After learning quite a few things about Machine Learning and having trained two to three models, the first thing (well... one of the first things) that comes to your mind is... Its time to put Machine Learning to work and predict the Stock Market and become rich!
Well the becoming rich part might be too far from reality (maybe) as the market is quite unstable and unpredictable, but there is no harm in trying out the amazing power of Machine Learning and analyzing the outcome. Well that's the fun in Machine Learning. We are never going to know the outcome unless we try!
So, this post is all about me trying to predict the Stock Market using LSTM (Long Short-Term Memory). Don't worry if you are unfamiliar with LSTM or heck with it, even Machine Learning, I have written this post in such a lucid manner that even a baby can understand and comprehend the working idea behind it (maybe).

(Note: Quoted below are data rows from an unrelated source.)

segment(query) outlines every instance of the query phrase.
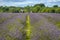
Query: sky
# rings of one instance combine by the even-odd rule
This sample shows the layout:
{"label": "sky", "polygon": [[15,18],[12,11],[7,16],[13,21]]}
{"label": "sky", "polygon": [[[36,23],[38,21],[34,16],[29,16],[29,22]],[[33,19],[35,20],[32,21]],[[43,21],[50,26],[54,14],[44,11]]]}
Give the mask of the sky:
{"label": "sky", "polygon": [[35,4],[44,3],[46,6],[58,5],[60,6],[60,0],[0,0],[0,6],[33,6]]}

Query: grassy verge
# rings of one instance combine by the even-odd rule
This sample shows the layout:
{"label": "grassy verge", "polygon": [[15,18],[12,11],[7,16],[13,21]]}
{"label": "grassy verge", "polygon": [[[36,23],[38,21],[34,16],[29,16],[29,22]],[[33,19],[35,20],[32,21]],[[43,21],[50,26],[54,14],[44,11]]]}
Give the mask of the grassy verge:
{"label": "grassy verge", "polygon": [[23,40],[30,40],[31,35],[31,26],[30,26],[30,17],[29,15],[26,16],[26,24],[23,29]]}

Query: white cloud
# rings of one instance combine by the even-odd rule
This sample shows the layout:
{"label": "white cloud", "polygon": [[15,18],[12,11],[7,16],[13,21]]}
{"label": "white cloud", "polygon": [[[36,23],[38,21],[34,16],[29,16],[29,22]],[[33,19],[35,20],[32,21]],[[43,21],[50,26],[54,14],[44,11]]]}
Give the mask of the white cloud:
{"label": "white cloud", "polygon": [[57,1],[60,1],[60,0],[48,0],[48,2],[57,2]]}
{"label": "white cloud", "polygon": [[48,2],[56,2],[56,0],[48,0]]}
{"label": "white cloud", "polygon": [[18,5],[28,5],[33,2],[0,2],[0,6],[18,6]]}
{"label": "white cloud", "polygon": [[24,2],[0,2],[0,6],[18,6],[18,5],[29,5],[29,4],[37,4],[40,2],[37,1],[24,1]]}
{"label": "white cloud", "polygon": [[34,4],[37,4],[37,3],[44,3],[47,5],[50,4],[50,2],[57,2],[57,1],[60,1],[60,0],[26,0],[26,1],[9,1],[9,2],[6,2],[4,0],[0,0],[0,6],[26,6],[26,5],[34,5]]}

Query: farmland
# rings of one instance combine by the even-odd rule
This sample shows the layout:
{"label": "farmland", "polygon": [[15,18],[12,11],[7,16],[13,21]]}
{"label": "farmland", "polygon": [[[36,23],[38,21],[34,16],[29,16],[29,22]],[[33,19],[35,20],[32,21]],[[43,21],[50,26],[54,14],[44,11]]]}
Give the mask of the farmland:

If you are only interested in the code that I wrote, feel free to skip to the very end of this post. You will find the link to my GitHub repository.
The topics that I will be covering is mentioned below. Feel free to jump and skip through them as you wish.
- A brief introduction to LSTM
- Background Information
- Predicting the Stock Market
- Tweaking the Hyper-parameters
- Bitcoin Market Models
- USD/CAD Forex Market Models
So Let's Begin.
LSTM or Long Short-Term Memory is an improvement over traditional RNN or Recurrent Neural Network in the sense that it can effectively “remember” long sequence of events in the past. Just like humans can derive information from the previous context and can chart his future actions, RNN and LSTM tends to imitate the same. The difference between RNN and LSTM is that RNN is used in places where the retention of memory is short, whereas LSTM is capable of connecting events that happened way earlier and the events that followed them.
Hence, it (LSTM) is one of the best choices when it comes to analyzing and predicting temporal dependent phenomena which spans over a long period of time or multiple instances in the past.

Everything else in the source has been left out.